Our first “probabilistic model” (i.e. it is parametric) is the multinomial.

  • We defined the binomial based on number of heads in consecutive coin flips. We let \(X\) be a binomial random variable which represented number of heads. We could have alsod defined \(Y\) to be number of tails.
  • In dice rolling, the options aren’t binary. So instead, we define a random variable for each side: how many times does a 3 appear–let this be a random variable and so on.
  • So intead of there being 2 possible outcomes like in binomial, we have \(n\) different number of outcomes.
  • Example:
  • So now we can answer questions relating to dice roll type experiments using the PDF of a multinomial.
  • At its root, a multinomial is a counting idea (the multinomial coefficient). A good application is language: count number of words etc. Lots of ties to conditional probability (inference!) which is what we will learn about next.

Definition (Multinomial): let’s perform \(n\) independent trials of an experiment where each trial results in one of \(m\) outcomes, with respective probabilities: \(p_{1}, p_{2}, \ldots, p_{m}\) (constrained so that \(\sum_{i} p_{i}=1\) ).
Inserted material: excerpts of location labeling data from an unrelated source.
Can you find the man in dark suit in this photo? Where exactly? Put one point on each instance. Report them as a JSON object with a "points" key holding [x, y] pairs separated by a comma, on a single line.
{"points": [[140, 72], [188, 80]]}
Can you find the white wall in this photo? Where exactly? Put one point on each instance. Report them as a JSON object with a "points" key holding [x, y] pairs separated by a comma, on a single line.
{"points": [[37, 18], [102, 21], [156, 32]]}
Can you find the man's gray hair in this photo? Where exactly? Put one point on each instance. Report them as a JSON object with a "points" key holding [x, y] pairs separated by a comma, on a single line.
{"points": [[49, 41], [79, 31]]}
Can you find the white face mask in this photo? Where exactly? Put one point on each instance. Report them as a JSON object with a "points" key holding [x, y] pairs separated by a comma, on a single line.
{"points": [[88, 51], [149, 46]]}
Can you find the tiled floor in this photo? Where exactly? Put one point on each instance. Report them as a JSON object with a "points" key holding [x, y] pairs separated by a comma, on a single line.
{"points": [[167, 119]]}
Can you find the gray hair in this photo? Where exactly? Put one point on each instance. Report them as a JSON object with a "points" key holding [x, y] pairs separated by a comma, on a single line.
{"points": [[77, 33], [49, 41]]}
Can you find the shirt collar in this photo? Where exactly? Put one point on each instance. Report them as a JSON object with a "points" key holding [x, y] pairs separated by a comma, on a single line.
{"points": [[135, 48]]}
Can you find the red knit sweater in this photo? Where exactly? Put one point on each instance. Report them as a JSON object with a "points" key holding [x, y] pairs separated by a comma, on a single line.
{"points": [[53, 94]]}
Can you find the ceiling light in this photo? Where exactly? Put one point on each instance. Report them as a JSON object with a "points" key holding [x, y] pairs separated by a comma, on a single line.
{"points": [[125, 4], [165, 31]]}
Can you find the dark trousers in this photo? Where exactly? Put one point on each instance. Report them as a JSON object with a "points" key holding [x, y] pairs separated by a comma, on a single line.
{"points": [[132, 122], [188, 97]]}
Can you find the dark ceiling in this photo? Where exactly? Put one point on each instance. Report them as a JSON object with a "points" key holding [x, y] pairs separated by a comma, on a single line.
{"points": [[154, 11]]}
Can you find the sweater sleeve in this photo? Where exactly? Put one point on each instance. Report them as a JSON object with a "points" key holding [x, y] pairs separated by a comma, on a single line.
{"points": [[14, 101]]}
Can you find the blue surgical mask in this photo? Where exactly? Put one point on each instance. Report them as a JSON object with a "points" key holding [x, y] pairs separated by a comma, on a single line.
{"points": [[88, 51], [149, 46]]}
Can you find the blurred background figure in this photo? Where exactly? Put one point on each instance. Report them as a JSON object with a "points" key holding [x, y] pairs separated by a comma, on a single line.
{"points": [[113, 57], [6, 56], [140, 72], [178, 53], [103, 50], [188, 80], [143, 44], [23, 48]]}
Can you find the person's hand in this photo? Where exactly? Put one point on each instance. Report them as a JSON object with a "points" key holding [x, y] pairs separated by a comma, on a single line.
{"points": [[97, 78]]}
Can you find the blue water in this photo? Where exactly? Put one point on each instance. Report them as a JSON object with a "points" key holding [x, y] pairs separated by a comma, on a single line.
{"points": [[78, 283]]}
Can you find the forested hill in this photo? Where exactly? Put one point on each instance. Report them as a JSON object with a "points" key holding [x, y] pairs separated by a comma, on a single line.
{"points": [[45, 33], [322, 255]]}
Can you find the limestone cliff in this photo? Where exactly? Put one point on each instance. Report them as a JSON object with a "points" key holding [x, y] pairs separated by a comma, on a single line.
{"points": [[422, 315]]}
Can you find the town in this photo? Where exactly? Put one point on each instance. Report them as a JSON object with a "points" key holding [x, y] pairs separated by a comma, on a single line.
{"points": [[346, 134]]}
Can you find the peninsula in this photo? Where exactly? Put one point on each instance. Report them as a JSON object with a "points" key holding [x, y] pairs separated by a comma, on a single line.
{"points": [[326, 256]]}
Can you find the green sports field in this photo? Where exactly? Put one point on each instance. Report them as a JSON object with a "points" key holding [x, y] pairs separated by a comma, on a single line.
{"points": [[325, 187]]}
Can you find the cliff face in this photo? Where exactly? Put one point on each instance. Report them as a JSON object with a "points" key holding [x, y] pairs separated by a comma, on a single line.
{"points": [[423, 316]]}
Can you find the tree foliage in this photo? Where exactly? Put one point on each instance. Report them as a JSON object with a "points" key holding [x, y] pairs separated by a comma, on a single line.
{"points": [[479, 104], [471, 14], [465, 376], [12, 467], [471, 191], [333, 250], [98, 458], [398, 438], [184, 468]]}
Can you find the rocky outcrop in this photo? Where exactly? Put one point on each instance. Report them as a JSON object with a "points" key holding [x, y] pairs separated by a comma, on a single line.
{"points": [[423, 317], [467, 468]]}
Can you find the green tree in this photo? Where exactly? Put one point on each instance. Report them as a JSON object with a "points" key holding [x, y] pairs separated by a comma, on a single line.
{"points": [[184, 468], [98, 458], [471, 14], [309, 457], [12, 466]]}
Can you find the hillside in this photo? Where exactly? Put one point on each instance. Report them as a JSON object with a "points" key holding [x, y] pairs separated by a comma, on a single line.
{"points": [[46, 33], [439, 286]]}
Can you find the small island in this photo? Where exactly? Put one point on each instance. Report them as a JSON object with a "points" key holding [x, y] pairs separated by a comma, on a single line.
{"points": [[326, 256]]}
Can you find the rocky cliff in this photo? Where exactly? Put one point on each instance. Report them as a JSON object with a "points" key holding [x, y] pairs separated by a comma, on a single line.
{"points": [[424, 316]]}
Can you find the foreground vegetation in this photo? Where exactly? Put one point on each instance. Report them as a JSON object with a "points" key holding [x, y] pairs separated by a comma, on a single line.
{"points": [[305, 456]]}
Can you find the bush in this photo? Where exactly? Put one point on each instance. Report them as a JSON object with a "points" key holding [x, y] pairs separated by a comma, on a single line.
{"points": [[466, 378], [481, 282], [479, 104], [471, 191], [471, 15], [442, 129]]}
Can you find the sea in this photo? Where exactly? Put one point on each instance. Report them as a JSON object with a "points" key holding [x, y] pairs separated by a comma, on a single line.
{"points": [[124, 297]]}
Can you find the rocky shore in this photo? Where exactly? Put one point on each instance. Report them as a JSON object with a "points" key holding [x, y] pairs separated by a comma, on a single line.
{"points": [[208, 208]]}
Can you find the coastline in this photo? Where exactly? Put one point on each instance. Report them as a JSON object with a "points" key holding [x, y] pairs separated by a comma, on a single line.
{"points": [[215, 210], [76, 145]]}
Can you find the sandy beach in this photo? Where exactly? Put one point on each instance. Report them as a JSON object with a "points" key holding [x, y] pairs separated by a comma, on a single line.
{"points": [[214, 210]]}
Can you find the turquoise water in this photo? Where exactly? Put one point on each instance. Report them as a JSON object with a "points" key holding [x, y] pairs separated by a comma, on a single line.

An example of this would be a dice roll. Let \(n=1\) (one dice roll) and \(m\) is going to be \(=6\) because there are \(6\) possible outcomes. Now, a multinomial distribution is a closed form function that answers the question: What is the probability that there are \(c_{i}\) trials with outcome \(i\)? Mathematically: \[P\left(X_{1}=c_{1}, X_{2}=c_{2}, \ldots, X_{m}=c_{m}\right)=\left(\begin{array}{c}n \\ c_{1}, c_{2}, \ldots, c_{m}\end{array}\right) \cdot p_{1}^{c_{1}} \cdot p_{2}^{c_{2}} \ldots p_{m}^{c_{m}}. \] That is, you can imagine assigning a random variable to each of the \(m\) outcomes (e.g. dice side six) that happens with probability \(p_i\). But we have \(m\) different random variables so we have a joitn distribution. And we care about all of them satisfying certain equalities. Example: Let us roll a six-sided \(m=6\) dice \(n=10\) times. We can specify a random variable \(X_i\) for each of the \(m\) outcomes (side that the dice lands on) that represents the number of times in \(n\) trials that we will see that outcome (e.g. \(X_6\) might represent “how many 6’s appear in \(10\) dice rolls?”“). Now we are interested in e.g. \(X_1\) taking on the constant \(2\) and maybe \(X_4\) taking on the constant \(5\) and so on. This is a joint probabiliy distribution! In the case of dice rolls, each RV has equal parameter \(p\) but that won’t be the case always as we will see in the document example (which leads into conditional probability for multiple random variables).

We can then apply Bayes’ theorem to a multinomial. See Federalist papers example.